Re: [OPE-L] Non equilibrium (was Kliman and Wikipedia)

From: Paul Cockshott (wpc@DCS.GLA.AC.UK)
Date: Tue Apr 17 2007 - 18:14:14 EDT


"Can one develop through the analysis of the logical construct of simple
reproduction an explanation of why capitalist dynamics will likely be
characterized by constant non equilibrium, with equilibrium which is the
rule presupposed by political economy only at best a momentary transitory
point?" (Rakesh)

I think the answer to that question is no, for exactly the same reason that
supply-demand curves prove very little. It all depends on what numbers you
feed into the equations and what assumptions you make. There exists no
logical proof that capitalism must always tend towards equilibrium, or
towards disequilibrium. There exists only the empirical evidence of a
succession of booms and slumps. Metaphysicians want to deduce logically
from first principles that capitalism must break down, or spontaneously
balance itself, but scientific people want to explain the observables.(Jurrian)

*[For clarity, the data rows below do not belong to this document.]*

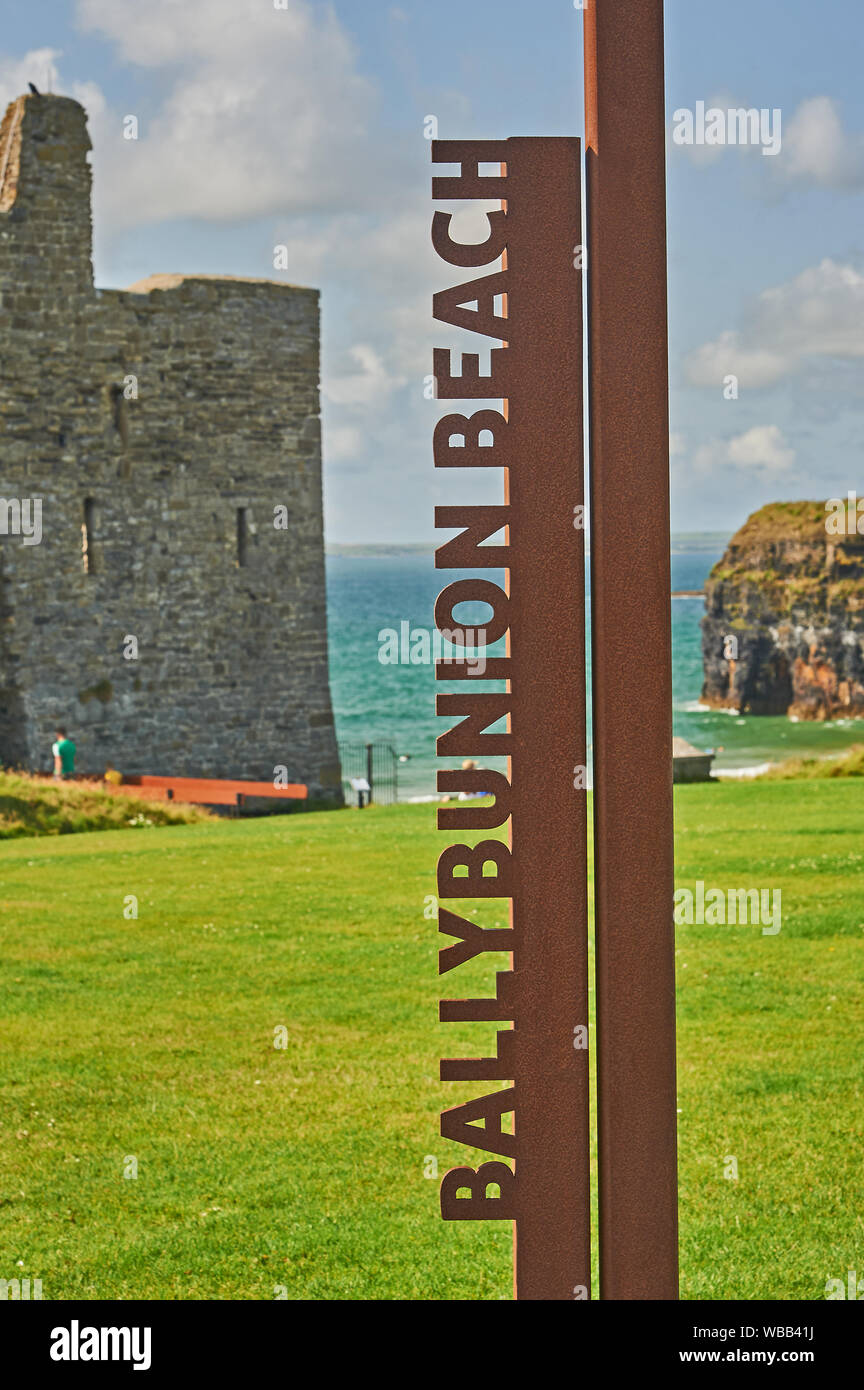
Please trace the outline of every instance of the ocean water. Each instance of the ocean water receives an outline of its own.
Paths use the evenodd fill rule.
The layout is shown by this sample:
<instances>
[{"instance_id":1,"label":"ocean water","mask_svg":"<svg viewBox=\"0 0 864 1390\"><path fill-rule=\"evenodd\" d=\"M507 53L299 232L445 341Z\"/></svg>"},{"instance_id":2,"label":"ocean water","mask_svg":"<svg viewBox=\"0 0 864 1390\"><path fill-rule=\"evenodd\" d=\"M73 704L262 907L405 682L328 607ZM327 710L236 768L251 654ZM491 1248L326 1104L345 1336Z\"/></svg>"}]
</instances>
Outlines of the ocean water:
<instances>
[{"instance_id":1,"label":"ocean water","mask_svg":"<svg viewBox=\"0 0 864 1390\"><path fill-rule=\"evenodd\" d=\"M719 552L683 551L672 556L672 588L699 589ZM468 573L468 572L466 572ZM441 589L459 577L454 570L435 570L431 553L422 555L331 555L327 558L327 605L330 641L330 679L336 729L340 741L390 744L407 759L399 764L399 797L435 795L435 773L459 766L459 759L435 756L436 737L450 727L435 714L437 690L457 685L436 682L432 664L379 660L379 633L400 633L407 623L415 650L418 630L434 629L433 607ZM502 582L503 575L489 572ZM734 714L699 708L702 687L702 649L699 621L701 598L672 599L673 725L676 734L697 748L714 749L715 771L741 775L746 769L791 756L841 751L864 741L864 723L838 720L831 724L793 723L783 717ZM460 611L463 621L477 621L488 609L476 605ZM497 649L490 648L490 654ZM503 644L500 647L503 651ZM405 655L410 649L404 648ZM649 657L644 658L650 662ZM650 667L645 679L650 680ZM478 681L478 690L499 686ZM633 711L639 718L639 711ZM503 726L502 726L503 727ZM590 740L590 710L589 710ZM490 767L505 766L489 759Z\"/></svg>"}]
</instances>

It may also be worth while examining the 'in principle' computability
of the models of equilibrium that are presetented.
Arguments about computability can themselves
reveal more about the axiomatic foundations of economic theories than
they do about the operation of real world economies.
Arrow, for example, supposedly
established the existence  of equilibria for competitive economies.
Let us term such an equilibrium 'classical mechanical' following Mirowski
who showed that the conceptual apparattus used to define it is
equivalent to that used for posing energy minimisation problems
in classical mechanics.
Vellapuli showed, Arrow's proof rested on theorems that
are only valid in non-constructive mathematics. 

Arrow's use of non-constructive mathematics is critical because  
only constructive mathematics has an algorithmic implementation and is
guaranteed to be effectively computable. But even if

a) a classical mechanical economic equilibrium can be proven to exist,
b) it can be shown that there is an effective procedure by which this can
      be determined : i.e., the equilibrium is in principle computable,

there is still the question of its computational tractability, that is
of determining the complexity order governing the computation process that
arrives at the solution.

An equilibrium might exist, but  all algorithms to search for it might be
 NP-hard. Deng  says that subject to Leontief utility
functions, the problem of finding a market equilibrium is
NP hard. Their result might at first seem to support the Austrian school's
objections to Lange, since he relied on similar equilibrium concepts.  


Whilst NP hardness may  show that the neo-classical problem of economic
equilibrium was intractable for economic planners, even with
large scale computers, it need not.  Recent work shows
NP problems have phase transtion regions within which they are hard to
solve and have other, less constrained regions, where solutions are easy to find.
It might be the case that in practice, the problem of finding
a social welfare maximising equilibrium, falls into a non-critical region
of the constraint space.

 If, on the other hand, we assume that real economies fall into
the phase transition region of the problem space, then
neither central planners, nor a  collection of millions of
individuals interacting via the market could solve the social welfare
maximisation problem. This implies that
a market economy could never have sufficient computational resources
to find its own  equilibrium.


Clearly we cannot conclude from this that market economies are impossible,
as we have empirical evidence that they exist. It would follow that the problem
of finding the neo-classical equilibrium is a mirage:
no planning system could discover it, but nor could the market.
 

If we dispense with the notion of classical mechanical equilibrium and replace
it with Farjoun's idea of statistical mechanical equilibrium  we arrive at a problem that is much
more tractable. Ian has shown  that a market economy can rapidly converge on this sort of equilibrium.

It should be noted that the notion of a statistical mechanical
equilibrium, whilst quite alien to neo-classical economics,  has something
in common with the  presumptions of the Austrian school who emphasise more the chaotic,
non-equilibrium nature of capitalist economies.